Между обоими приятелями было много общего и в характерах, и в наружности. Агеев был еще угрюмее Степана, отличался способностью по целым неделям не произносить ни одного слова, кроме командных, и никогда не улыбался. Лицо его темно-кирпичного, почти коричневого цвета, густо заросшее щетинистыми черными волосами, никогда и ни при каких случаях не изменяло своего угрюмого, бесстрастного выражения. Казалось, вся жизнь этого человека сосредоточивалась только в его карих глазах, с желтоватыми воспаленными белками. Из всего эскадрона Степан давно избрал его поверенным всех своих задушевных тайн и только с ним одним говорил о своем Алексее Сергеевиче без обычной напускной воркотни.
Выйдя от Алексея Сергеевича с пустым стаканом, Степан сердито брякнул его на стол и тяжело опустился на доску, служившую ему постелью. Агеев сидел на табурете, против него, на другом конце кухонного стола, медленно и сосредоточенно тянул из исполинского блюдечка жидковатый чай, закусывая таким крохотным кусочком сахара, что он еле-еле держал его в своих толстых заскорузлых пальцах. Лицо Агеева было красно, и на лбу крупными каплями выступил пот.
— И что за жизнь наша теперь! — промолвил Степан, после недолгого молчания наливая из большого пузатого чайника в свою огромную, пестро размалеванную чашку.
Агеев, не отнимая губ от блюдечка, молча вскинул на него вопросительный взгляд.

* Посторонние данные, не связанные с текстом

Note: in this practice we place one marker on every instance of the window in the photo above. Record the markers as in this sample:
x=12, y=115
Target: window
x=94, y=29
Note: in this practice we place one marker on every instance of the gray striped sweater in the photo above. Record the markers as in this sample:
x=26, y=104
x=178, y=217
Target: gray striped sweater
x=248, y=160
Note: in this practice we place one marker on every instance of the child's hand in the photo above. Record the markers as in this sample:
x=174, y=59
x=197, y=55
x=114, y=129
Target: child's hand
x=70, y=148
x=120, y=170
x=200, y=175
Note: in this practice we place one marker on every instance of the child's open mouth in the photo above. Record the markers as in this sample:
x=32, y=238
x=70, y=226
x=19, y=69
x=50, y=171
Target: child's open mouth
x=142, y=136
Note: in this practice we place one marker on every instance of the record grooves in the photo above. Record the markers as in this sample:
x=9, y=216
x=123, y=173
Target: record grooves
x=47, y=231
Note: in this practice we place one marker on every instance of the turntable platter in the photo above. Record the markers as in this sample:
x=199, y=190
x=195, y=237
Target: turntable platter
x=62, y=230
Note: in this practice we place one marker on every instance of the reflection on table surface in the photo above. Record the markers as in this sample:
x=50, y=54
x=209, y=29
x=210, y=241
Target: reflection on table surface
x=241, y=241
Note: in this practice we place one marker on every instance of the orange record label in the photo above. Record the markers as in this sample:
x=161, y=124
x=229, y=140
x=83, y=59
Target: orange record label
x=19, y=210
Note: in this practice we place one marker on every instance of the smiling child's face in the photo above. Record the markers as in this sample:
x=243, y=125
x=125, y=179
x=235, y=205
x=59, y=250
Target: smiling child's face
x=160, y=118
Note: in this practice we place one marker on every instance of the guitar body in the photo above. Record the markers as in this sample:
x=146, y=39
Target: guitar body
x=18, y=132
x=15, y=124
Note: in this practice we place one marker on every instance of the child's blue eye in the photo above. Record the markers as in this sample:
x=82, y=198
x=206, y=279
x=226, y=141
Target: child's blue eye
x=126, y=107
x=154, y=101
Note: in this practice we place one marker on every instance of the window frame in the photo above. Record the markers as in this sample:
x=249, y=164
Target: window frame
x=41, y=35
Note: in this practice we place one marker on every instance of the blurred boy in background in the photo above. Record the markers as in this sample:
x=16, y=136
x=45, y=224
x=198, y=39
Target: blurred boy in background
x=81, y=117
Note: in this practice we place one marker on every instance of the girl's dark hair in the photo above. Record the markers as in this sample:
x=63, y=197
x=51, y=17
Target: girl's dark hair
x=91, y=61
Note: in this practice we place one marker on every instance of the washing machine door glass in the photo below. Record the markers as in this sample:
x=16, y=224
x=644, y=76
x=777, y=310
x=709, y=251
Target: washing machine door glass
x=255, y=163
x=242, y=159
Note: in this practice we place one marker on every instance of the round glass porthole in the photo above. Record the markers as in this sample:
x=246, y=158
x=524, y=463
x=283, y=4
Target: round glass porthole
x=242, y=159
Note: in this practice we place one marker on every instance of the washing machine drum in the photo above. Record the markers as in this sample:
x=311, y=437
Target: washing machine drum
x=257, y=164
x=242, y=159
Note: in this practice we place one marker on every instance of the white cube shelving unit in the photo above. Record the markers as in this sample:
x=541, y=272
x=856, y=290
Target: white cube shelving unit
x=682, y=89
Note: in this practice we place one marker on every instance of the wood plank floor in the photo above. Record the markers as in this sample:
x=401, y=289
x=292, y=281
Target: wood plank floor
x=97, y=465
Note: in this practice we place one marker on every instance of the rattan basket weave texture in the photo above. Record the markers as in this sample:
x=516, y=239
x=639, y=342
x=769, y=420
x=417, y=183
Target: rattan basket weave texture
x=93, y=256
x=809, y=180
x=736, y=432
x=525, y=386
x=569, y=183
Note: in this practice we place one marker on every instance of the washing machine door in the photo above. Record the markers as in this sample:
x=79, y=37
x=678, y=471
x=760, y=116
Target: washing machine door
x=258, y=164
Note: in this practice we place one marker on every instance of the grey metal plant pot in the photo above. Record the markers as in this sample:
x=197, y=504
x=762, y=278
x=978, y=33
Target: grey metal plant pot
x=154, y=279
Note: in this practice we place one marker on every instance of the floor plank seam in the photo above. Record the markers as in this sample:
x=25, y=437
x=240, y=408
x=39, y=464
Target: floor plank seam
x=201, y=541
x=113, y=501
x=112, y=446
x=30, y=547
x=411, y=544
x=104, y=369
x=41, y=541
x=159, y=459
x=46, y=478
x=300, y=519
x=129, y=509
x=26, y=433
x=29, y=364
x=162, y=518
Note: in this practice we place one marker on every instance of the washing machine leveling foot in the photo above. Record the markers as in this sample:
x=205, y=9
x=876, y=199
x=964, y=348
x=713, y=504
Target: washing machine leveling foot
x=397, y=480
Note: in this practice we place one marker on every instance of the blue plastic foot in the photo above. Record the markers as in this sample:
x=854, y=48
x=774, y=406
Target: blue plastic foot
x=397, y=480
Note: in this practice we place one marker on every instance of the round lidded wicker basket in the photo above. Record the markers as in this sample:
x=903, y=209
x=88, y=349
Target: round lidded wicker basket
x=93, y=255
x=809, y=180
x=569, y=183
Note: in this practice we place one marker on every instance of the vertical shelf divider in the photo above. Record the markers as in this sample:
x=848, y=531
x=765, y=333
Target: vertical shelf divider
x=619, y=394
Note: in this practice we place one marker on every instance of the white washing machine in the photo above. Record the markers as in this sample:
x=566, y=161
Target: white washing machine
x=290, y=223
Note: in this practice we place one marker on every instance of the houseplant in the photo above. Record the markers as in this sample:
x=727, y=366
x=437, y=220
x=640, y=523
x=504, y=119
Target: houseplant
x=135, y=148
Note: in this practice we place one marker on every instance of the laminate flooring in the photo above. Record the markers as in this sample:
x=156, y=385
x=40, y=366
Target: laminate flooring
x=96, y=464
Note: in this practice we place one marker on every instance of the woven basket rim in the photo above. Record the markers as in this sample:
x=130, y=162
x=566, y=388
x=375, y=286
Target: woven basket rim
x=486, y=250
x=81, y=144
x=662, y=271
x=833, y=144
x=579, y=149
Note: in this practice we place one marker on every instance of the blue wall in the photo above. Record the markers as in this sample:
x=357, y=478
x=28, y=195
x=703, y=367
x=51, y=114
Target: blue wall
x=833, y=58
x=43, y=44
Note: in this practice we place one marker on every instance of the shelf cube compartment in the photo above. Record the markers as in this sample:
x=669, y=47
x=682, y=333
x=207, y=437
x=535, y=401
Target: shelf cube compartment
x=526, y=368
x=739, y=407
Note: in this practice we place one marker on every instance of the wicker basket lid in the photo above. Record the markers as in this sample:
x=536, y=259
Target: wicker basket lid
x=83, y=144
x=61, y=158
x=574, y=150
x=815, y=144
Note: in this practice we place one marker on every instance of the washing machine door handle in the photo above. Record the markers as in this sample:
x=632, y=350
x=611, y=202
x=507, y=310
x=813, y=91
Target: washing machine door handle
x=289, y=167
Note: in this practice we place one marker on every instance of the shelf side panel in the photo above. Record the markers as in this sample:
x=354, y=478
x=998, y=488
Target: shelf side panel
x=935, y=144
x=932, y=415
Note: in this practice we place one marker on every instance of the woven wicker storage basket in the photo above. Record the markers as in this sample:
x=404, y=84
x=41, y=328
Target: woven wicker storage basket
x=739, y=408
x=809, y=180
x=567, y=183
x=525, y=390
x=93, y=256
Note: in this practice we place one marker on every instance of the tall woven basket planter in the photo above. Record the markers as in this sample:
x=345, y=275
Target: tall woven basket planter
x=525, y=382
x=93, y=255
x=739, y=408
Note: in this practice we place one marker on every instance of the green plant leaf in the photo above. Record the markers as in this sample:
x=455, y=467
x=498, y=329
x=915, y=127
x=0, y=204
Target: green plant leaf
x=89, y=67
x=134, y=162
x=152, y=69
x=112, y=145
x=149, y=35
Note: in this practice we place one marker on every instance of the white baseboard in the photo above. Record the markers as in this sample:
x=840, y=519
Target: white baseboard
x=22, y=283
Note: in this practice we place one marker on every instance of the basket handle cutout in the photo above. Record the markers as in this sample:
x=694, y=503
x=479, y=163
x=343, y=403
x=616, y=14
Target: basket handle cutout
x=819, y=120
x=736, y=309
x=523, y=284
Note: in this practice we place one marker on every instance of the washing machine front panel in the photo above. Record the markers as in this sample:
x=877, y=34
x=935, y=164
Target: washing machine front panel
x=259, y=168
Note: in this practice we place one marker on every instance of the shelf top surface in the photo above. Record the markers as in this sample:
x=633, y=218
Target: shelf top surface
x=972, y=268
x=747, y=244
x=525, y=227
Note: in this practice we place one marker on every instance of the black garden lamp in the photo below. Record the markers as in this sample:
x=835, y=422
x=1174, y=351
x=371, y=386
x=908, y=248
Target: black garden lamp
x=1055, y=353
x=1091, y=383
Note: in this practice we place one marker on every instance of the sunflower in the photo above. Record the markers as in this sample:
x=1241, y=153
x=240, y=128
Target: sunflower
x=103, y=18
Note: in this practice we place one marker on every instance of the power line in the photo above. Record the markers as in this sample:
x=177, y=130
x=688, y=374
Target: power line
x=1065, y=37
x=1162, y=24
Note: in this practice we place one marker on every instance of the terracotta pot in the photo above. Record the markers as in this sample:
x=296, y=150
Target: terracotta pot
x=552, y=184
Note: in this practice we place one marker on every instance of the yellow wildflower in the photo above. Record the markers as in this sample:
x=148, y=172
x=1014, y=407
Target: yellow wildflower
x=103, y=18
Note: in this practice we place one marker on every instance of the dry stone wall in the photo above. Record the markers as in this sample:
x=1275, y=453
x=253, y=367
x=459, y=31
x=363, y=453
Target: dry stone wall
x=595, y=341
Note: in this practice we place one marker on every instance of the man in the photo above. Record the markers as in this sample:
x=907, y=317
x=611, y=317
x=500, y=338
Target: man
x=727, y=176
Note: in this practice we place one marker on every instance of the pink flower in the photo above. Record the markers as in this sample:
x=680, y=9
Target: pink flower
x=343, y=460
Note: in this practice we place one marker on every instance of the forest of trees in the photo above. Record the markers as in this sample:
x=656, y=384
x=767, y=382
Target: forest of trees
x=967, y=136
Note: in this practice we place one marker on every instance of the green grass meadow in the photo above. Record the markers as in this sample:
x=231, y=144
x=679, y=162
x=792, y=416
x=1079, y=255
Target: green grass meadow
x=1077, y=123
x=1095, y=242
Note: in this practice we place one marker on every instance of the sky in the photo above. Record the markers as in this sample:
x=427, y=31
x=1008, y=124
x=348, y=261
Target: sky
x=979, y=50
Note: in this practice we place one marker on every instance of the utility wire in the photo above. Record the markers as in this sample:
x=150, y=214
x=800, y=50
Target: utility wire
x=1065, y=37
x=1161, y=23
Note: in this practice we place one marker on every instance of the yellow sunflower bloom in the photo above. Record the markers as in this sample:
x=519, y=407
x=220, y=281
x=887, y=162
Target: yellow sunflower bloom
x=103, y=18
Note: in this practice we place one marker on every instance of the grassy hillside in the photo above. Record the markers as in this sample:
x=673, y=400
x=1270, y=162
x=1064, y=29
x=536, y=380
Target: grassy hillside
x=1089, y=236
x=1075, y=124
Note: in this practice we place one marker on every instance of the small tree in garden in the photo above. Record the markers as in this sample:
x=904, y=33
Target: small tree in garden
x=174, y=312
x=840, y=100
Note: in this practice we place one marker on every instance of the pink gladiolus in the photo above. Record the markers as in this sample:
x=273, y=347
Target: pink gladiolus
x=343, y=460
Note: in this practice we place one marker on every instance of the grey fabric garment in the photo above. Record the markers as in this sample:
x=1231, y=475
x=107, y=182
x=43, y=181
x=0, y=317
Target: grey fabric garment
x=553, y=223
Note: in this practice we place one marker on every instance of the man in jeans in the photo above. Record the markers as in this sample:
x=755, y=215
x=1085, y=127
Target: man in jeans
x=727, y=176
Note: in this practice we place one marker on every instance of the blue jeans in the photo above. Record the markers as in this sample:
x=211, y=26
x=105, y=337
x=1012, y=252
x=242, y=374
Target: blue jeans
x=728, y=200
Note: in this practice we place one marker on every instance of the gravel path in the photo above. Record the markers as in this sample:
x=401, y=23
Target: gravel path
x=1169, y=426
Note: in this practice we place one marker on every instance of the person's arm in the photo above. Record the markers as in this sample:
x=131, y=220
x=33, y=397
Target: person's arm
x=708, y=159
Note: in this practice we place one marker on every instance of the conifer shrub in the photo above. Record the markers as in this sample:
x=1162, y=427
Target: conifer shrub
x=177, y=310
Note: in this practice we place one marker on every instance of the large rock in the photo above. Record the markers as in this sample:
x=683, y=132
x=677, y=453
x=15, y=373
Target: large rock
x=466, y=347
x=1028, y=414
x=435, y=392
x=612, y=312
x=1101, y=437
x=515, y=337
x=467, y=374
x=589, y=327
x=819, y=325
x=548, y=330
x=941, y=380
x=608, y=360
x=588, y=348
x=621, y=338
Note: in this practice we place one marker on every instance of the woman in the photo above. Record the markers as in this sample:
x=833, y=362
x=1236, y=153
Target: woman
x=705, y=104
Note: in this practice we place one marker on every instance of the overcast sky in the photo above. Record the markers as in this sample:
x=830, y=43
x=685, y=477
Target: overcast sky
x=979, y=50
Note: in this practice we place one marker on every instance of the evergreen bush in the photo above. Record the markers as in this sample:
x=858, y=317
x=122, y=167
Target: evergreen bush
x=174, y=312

— Совсем извелся Алексей-то Сергеевич! — продолжал Степан. — Кто давно не видал — и не узнает: ровно тень какая бродит. А все из-за этой вертихвостки анафемской; уходит она его вконец, как пить даст — уходит.
— А либо он ее! — сквозь зубы, словно нехотя, процедил Агеев.
— А что же? И это может статься! — сокрушенно вздохнул Степан.— Алексей Сергеевич, так скажем, истинно ангельская душа, добрее его я и не видывал, а только и в нем эфтот самый «луканька» сидит; в какую минуту подвернешься; он терпеть-то гораздо много терпит, а уж ежели когда ему придет невтерпеж — тогда держись! Ау, брат!
— Вестимо, человек не камень, а и тот от жару лопается.
— Да еще и как... А уж и горазда же она его злить,— начал снова Степан,— не то мудрено, что он когда-нибудь пришибет ее, как кощенку,— диво, что еще до сих пор не пришиб.
— А что? Она уж больно того...
— И-и, не говори... Злит она его, ровно пса цепного... Придет это, к примеру, часу в одиннадцатом, а то и попозже. «Где была?» — спросит. «А где была, там меня, значит, уж нету!» Скажет и так-то, ехида, зубы ощерит, что, кажись, будь на мой карактер — такую бы ей выволочку задал — самой на удивление. И заметь то, чем он с ней ласковей, тем она, паскуда, собачливей. Пытался он ее уговаривать: и стращал-то, и урезонивал — нет, хошь ты што хошь. Сначала почнет слушать, ровно бы и путевая, слушает, слушает, да как загогочет: «Ты бы,— говорит,— в монахи шел, игуменом сделают». И что же, братец ты мой, за смех у нее дьявольский, так всю внутренность и повернет.
— Ишь погань! Бросил бы он ее, да и вся тут!
— Вот тут, голован, и загвоздка! Я и сам ему так-то говорил: бросьте, мол, ее, ваше благородие, ну ее к ляду. «Не могу,—говорит,—хоть убей—не могу; пуще жизни, говорит, люблю я ее, все едино — головы решиться». Вот ты тут и толкуй.
— А, должно, все это неспроста! — глубокомысленно заметил Агеев.— Не иначе как приворот какой ни на есть.
— Я и сам так думаю. А намеднись нарочно в Хмурино ходил,— там вдова солдатка на квасу, говорят, больно хорошо гадает, последнюю полтину снес. Дала она мне какую-то косточку, так, невеличку. «Возьми, — говорит, — и когда попросит у тебя испить воды, али чаю, али вина — все едино, опусти зфту самую косточку три раза в питье, а опосля брызни трижды и молви: «Как с кости вода, так и с сердца беда».
— Ну, и што же?
— Вот уже третью неделю кажинный раз аккуратно делаю, да только все толку что-то нет, да вряд ли и будет!.. Эх, прогневили мы господа бога.
— Да с чего это у них свара-то эфта самая пошла?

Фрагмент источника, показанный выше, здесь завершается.